# Joke of the Day.



## Chuck Smith (Feb 22, 2005)

Fred was in the fertilized egg business. He had several hundred young pullets,' and ten roosters to fertilize the eggs.

He kept records, and any rooster not performing went into the soup pot and was replaced.

This took a lot of time, so he bought some tiny bells and attached them to his roosters.

Each bell had a different tone, so he could tell from a distance, which rooster was performing.

Now, he could sit on the porch and fill out an efficiency report by just listening to the bells.

Fred's favorite rooster, old Butch, was a very fine specimen, but this morning he noticed old Butch's bell hadn't rung at all!

When he went to investigate, he saw the other roosters were busy chasing pullets, bells-a-ringing, but the pullets, hearing the roosters coming, would run for cover.
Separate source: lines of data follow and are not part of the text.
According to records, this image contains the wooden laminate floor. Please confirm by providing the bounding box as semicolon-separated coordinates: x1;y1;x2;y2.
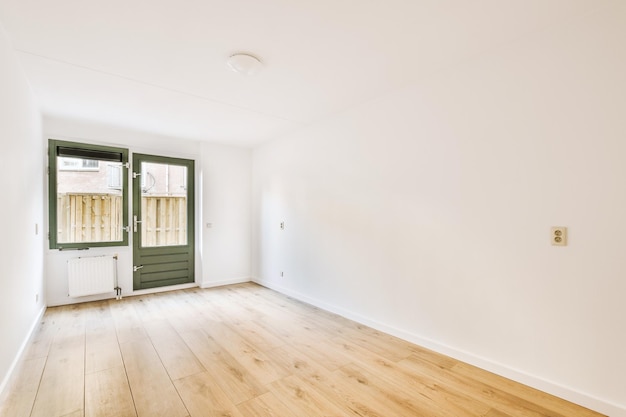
0;283;604;417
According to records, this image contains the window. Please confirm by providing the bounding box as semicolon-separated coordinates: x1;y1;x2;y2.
48;139;129;249
58;157;99;171
107;164;122;189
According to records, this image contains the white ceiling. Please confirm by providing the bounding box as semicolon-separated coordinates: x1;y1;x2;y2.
0;0;596;147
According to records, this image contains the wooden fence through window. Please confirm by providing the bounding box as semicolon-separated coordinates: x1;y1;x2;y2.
57;193;187;245
141;195;187;246
57;193;123;243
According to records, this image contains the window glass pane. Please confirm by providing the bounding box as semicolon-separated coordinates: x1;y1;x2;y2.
56;157;124;244
58;157;99;171
140;162;188;247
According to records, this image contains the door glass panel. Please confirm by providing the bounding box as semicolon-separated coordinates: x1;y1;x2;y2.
140;161;188;247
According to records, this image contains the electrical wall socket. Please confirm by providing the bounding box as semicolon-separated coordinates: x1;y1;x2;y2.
551;226;567;246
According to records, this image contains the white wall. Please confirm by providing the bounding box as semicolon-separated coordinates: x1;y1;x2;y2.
201;143;252;287
252;3;626;416
44;117;251;306
0;25;45;394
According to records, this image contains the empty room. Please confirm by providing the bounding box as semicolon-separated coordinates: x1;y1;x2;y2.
0;0;624;416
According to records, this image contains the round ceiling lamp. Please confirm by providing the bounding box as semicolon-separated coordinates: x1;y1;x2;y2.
226;53;263;76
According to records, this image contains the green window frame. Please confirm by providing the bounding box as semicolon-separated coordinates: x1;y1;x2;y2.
48;139;129;249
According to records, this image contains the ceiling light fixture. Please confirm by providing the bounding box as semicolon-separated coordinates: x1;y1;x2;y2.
226;53;263;76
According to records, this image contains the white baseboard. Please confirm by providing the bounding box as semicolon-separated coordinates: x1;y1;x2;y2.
200;277;251;289
0;305;46;399
253;278;625;417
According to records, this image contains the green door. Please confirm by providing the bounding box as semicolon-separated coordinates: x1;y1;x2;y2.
132;153;194;290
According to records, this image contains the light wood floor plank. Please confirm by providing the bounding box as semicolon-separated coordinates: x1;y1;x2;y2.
30;345;85;417
109;298;148;344
269;375;352;417
174;371;245;417
278;343;447;417
333;324;414;362
119;339;188;417
237;391;299;417
86;341;123;375
3;283;606;417
288;338;353;371
183;290;228;324
398;354;570;417
132;294;166;323
261;343;390;417
22;308;62;361
85;366;136;417
178;329;267;404
336;362;465;417
143;319;205;381
226;319;286;353
85;302;123;375
164;291;210;334
330;336;492;416
0;357;46;417
31;305;86;417
204;322;290;385
84;301;117;339
451;361;603;417
61;410;84;417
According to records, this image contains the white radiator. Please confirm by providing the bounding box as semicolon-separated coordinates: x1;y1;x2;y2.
68;255;118;298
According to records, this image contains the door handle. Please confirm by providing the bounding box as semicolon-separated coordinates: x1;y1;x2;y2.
133;215;142;232
133;265;144;272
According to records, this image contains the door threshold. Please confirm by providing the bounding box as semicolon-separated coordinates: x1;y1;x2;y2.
131;282;198;297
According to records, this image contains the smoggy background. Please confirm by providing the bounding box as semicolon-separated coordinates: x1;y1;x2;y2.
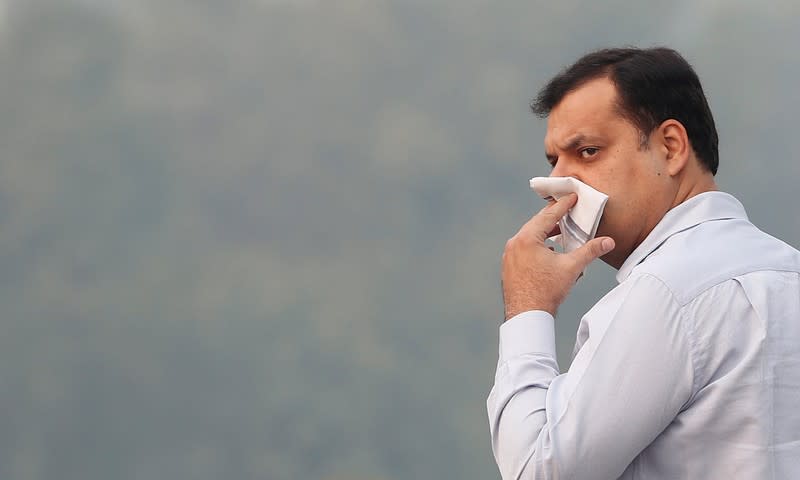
1;0;799;478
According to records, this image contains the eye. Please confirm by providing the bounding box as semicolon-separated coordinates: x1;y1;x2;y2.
579;147;600;159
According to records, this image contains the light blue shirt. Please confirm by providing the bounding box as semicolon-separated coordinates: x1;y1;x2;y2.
488;192;800;479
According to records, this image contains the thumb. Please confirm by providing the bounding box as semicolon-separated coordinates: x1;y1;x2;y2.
571;236;615;271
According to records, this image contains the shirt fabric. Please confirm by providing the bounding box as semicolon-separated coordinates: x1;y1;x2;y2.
487;191;800;479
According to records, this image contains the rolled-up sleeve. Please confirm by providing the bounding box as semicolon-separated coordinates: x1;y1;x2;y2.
487;274;696;480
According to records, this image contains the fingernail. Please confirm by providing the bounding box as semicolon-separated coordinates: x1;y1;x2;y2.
601;238;615;251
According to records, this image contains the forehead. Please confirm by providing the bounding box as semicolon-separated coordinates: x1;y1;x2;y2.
544;76;624;149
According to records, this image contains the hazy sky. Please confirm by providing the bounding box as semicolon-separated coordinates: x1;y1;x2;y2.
1;1;799;479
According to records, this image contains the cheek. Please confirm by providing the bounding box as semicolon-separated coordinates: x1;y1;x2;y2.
602;152;655;200
594;148;653;231
599;186;641;231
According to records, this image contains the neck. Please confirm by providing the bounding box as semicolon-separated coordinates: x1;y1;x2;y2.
671;168;718;210
610;167;717;270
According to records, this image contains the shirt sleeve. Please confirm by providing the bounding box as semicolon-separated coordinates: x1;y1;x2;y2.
487;274;696;480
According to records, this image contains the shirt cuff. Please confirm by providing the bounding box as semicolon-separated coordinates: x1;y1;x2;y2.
499;310;557;362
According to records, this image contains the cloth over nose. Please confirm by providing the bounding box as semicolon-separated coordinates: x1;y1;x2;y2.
529;177;609;253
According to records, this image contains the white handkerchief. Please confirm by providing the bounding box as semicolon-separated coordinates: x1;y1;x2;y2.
529;176;609;253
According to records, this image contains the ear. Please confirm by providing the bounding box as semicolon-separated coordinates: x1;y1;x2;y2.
656;119;690;176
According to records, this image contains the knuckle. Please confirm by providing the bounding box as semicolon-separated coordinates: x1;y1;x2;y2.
537;210;558;224
539;206;555;217
504;236;520;253
511;232;534;250
591;240;606;255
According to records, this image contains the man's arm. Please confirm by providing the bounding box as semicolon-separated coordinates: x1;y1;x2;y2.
487;274;695;479
490;195;695;479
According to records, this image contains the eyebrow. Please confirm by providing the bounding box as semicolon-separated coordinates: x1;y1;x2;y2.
544;133;603;161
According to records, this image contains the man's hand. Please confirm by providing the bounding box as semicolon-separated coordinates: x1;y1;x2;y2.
502;193;615;320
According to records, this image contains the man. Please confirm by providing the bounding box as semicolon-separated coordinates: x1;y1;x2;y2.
487;47;800;479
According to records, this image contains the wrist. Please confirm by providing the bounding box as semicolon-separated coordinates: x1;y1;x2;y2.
504;302;557;321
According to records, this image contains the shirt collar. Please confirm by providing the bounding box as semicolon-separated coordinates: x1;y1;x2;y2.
616;191;748;283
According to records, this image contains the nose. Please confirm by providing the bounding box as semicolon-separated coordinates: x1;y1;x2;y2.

To Fred's amazement, old Butch had his bell in his beak, so it couldn't ring. He'd sneak up on a pullet, do his job and walk on to the next one.

Fred was so proud of old Butch, he entered him in the Local Farm Show and he became an overnight sensation among the judges. The result was the judges not only awarded old Butch the* "No Bell Piece Prize," *but they also awarded him the* "Pulletsurprise*" as well.

Clearly old Butch was a politician in the making. Who else but a politician could figure out how to win two of the most coveted awards on our planet by being the best at sneaking up on the unsuspecting populace and screwing them when they weren't paying attention.

Vote carefully in the next election, you can't always hear the bells.


----------



## Kelly Hannan (Jan 9, 2007)

that's a good one


----------